Henry's Hoard, released by Alternative Software in 1985, was based on a modified version of the JSW game engine, apparently without the knowledge of Software Projects.[citation needed]

The following ports to other computer platforms were made.
Jet Set Willy: The Final Frontier, an expanded version for the Amstrad CPC, was later converted back to the ZX Spectrum and released as Jet Set Willy II[8]. Both the original game and Jet Set Willy II were released for the BBC Micro, Acorn Electron, MSX, Commodore 16 and Commodore 64. The original releases of Jet Set Willy for the BBC Micro and the Commodore 64 also contained bugs which made it impossible to complete the game - though different bugs to the Spectrum version. In the Commodore 64 version, it was impossible to reach all of the items in the Wine Cellar.
A different expanded version of Jet Set Willy was released for the Dragon 32/64, with extra rooms.[9] This version could not be completed (without cheating) as it was impossible to traverse the screen called The Drive in a right-to-left direction, which was necessary to return to bed after collecting all the items. The game could, however, be completed using a built-in cheat, accessed by holding down the keys M, A and X simultaneously, allowing you to start Miner Willy from any position on any screen, using the arrow keys and spacebar. The Dragon port (and therefore also the Archimedes port) is also missing ropes. All screens previously containing a rope now have platforms added to enable safe passage.
The Dragon port was itself converted to run on the Acorn Archimedes computers.
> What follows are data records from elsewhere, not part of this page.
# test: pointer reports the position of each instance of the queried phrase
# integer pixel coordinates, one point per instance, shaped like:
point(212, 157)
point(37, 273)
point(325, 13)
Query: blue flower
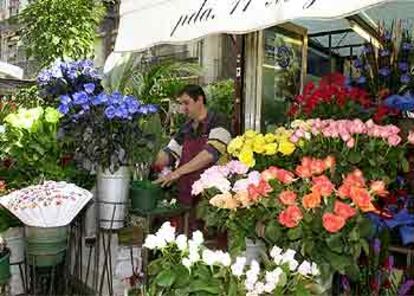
point(63, 108)
point(110, 112)
point(100, 99)
point(80, 98)
point(89, 87)
point(65, 99)
point(385, 71)
point(403, 103)
point(405, 79)
point(403, 66)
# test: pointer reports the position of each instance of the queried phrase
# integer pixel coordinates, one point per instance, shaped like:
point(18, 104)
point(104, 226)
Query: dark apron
point(190, 149)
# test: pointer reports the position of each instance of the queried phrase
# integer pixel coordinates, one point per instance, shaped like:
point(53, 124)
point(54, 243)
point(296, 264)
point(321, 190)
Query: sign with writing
point(145, 23)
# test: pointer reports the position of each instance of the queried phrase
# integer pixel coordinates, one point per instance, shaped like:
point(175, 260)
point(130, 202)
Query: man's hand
point(167, 180)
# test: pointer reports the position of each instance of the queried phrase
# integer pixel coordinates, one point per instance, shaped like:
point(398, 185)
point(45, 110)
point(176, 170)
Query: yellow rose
point(246, 156)
point(235, 145)
point(250, 134)
point(286, 147)
point(258, 144)
point(270, 138)
point(270, 149)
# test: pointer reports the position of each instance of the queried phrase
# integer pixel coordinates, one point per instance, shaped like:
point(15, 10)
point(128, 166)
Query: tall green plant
point(55, 29)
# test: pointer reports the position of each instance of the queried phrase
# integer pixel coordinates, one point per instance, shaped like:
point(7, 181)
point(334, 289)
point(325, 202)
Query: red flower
point(288, 197)
point(344, 210)
point(333, 223)
point(290, 217)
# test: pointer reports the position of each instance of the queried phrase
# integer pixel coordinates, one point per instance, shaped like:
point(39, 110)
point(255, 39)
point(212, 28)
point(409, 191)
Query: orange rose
point(285, 176)
point(322, 185)
point(362, 199)
point(288, 197)
point(344, 210)
point(290, 217)
point(311, 200)
point(378, 188)
point(333, 223)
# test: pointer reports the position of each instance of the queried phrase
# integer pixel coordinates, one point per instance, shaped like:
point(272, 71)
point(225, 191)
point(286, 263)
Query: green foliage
point(54, 29)
point(220, 96)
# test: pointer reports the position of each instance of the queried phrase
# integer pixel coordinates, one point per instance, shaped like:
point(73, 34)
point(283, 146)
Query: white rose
point(181, 242)
point(305, 268)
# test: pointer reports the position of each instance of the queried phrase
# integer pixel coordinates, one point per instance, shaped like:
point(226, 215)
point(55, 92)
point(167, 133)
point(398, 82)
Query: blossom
point(311, 200)
point(344, 210)
point(332, 223)
point(290, 217)
point(288, 197)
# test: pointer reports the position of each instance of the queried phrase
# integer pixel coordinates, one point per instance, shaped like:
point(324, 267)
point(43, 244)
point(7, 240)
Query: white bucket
point(15, 242)
point(113, 191)
point(254, 250)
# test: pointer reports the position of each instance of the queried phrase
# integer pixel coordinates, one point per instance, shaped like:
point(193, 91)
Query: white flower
point(238, 267)
point(305, 268)
point(186, 262)
point(181, 242)
point(276, 251)
point(209, 257)
point(260, 287)
point(315, 269)
point(151, 242)
point(198, 237)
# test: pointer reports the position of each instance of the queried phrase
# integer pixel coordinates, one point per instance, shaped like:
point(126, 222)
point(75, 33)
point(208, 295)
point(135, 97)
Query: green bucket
point(5, 268)
point(46, 247)
point(144, 195)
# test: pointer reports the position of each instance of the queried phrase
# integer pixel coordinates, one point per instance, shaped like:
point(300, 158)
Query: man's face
point(190, 107)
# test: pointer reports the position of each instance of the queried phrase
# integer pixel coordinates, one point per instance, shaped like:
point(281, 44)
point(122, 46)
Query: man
point(199, 144)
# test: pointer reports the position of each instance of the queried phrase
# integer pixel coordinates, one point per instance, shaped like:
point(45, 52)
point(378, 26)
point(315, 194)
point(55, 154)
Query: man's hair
point(194, 91)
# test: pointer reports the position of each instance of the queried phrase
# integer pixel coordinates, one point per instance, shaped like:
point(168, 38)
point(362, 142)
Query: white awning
point(145, 23)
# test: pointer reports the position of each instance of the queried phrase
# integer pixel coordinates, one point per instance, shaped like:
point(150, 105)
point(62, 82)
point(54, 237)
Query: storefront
point(289, 45)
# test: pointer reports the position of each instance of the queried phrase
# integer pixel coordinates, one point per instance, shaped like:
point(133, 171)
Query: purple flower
point(377, 246)
point(80, 98)
point(405, 79)
point(405, 288)
point(407, 46)
point(110, 112)
point(385, 72)
point(361, 80)
point(403, 66)
point(385, 53)
point(63, 108)
point(65, 99)
point(89, 87)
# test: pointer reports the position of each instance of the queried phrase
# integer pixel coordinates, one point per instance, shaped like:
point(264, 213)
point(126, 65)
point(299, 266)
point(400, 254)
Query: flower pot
point(144, 195)
point(112, 192)
point(15, 242)
point(5, 268)
point(254, 250)
point(46, 247)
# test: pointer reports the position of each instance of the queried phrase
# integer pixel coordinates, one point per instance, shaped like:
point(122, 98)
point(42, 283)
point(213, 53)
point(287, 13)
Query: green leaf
point(166, 278)
point(335, 243)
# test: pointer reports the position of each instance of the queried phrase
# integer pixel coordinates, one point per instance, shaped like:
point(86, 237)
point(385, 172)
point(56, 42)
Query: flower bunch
point(251, 145)
point(332, 98)
point(66, 78)
point(199, 267)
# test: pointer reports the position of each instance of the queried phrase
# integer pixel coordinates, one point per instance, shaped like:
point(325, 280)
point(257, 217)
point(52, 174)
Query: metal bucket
point(46, 247)
point(112, 191)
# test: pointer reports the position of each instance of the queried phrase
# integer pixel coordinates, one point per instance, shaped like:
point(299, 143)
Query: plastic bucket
point(46, 247)
point(5, 268)
point(112, 193)
point(144, 195)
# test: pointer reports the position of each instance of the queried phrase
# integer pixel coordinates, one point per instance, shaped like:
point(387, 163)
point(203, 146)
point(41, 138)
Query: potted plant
point(106, 133)
point(4, 262)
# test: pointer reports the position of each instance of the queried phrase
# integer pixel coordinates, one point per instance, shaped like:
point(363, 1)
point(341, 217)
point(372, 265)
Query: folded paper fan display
point(50, 204)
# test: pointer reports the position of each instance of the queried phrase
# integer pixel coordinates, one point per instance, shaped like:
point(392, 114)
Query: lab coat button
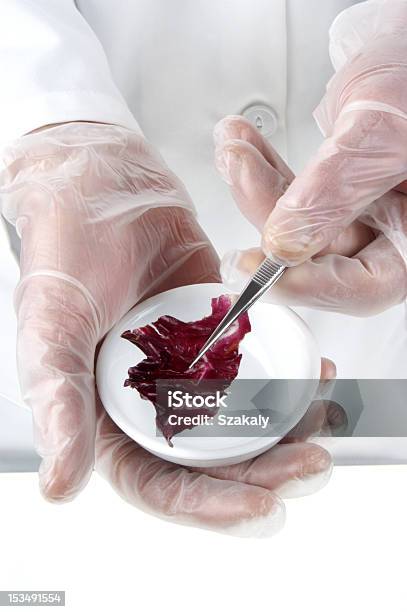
point(263, 117)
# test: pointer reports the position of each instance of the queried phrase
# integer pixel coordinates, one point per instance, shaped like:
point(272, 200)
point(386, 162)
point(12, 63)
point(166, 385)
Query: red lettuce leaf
point(170, 345)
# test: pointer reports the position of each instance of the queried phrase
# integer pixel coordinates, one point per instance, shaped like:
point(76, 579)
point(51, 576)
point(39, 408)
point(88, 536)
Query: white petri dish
point(280, 346)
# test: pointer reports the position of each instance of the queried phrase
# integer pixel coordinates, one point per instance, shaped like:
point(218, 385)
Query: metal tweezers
point(265, 276)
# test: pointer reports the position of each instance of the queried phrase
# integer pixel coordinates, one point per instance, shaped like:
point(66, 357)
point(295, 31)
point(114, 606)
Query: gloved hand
point(353, 174)
point(360, 272)
point(242, 500)
point(103, 224)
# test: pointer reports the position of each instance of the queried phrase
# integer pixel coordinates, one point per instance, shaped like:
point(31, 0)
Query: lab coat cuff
point(64, 107)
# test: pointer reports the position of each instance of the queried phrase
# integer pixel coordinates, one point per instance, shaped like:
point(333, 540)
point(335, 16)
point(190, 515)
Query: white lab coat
point(173, 69)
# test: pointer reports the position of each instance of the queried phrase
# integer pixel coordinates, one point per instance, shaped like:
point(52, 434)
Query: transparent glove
point(364, 156)
point(360, 272)
point(103, 224)
point(242, 500)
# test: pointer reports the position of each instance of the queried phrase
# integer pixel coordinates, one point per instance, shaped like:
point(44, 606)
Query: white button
point(263, 117)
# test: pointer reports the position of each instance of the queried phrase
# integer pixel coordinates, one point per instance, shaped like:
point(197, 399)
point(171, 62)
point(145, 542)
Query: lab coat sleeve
point(352, 28)
point(53, 69)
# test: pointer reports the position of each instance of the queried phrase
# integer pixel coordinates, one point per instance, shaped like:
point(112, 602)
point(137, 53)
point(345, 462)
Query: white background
point(342, 549)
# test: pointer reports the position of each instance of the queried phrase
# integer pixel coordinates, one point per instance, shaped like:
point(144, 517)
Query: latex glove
point(360, 272)
point(241, 500)
point(364, 119)
point(104, 223)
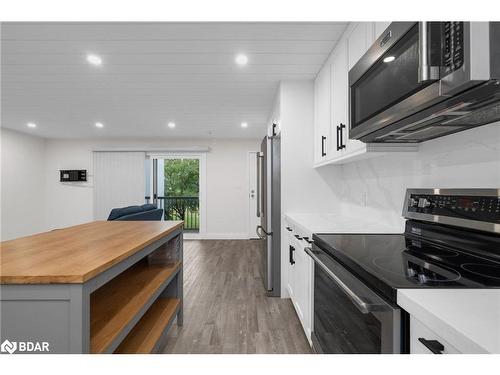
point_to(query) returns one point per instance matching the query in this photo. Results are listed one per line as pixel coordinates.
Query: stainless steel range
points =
(451, 240)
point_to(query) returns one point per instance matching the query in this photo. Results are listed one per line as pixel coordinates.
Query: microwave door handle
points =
(426, 71)
(362, 306)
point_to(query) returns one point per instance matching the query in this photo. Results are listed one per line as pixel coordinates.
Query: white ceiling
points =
(153, 73)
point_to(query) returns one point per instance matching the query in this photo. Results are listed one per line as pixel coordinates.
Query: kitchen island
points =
(99, 287)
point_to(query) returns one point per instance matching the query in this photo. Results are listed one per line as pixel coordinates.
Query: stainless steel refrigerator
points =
(269, 211)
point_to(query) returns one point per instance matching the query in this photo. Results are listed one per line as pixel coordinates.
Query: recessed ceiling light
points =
(241, 59)
(94, 59)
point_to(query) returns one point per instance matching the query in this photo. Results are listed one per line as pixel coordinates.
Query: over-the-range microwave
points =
(423, 80)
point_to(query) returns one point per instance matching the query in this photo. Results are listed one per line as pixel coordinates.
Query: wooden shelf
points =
(146, 334)
(115, 306)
The port became colour - the Dragon version being black & white - but apart from extra colour no advantage was taken of the Archimedes' superior hardware compared to that of the Dragon, although in that sense it remained faithful to the original ZX version.[10]
A port of Jet Set Willy to the Atari 8-bit family of computers was released by Tynesoft in 1987. It received generally poor reviews which criticised inferior graphics and animation, with Rob Hubbard's theme music the only highlight.[11][12] Like the Spectrum version, it was impossible to complete but for different reasons. Some of the legitimate items that were needed caused the player to lose a life (e.g. the bottles in the Off Licence). Krzysztof Dudek ported the original ZX Spectrum code to the 8-bit Atari in 2007, creating a much more authentic version of the game than the Tynesoft version, but kept the Rob Hubbard soundtrack.
Software Projects made ports to the Commodore Amiga and Atari ST but canceled them before they were released,[13] although Manic Miner and Jet Set Willy II were later released on the Commodore Amiga.[14][15]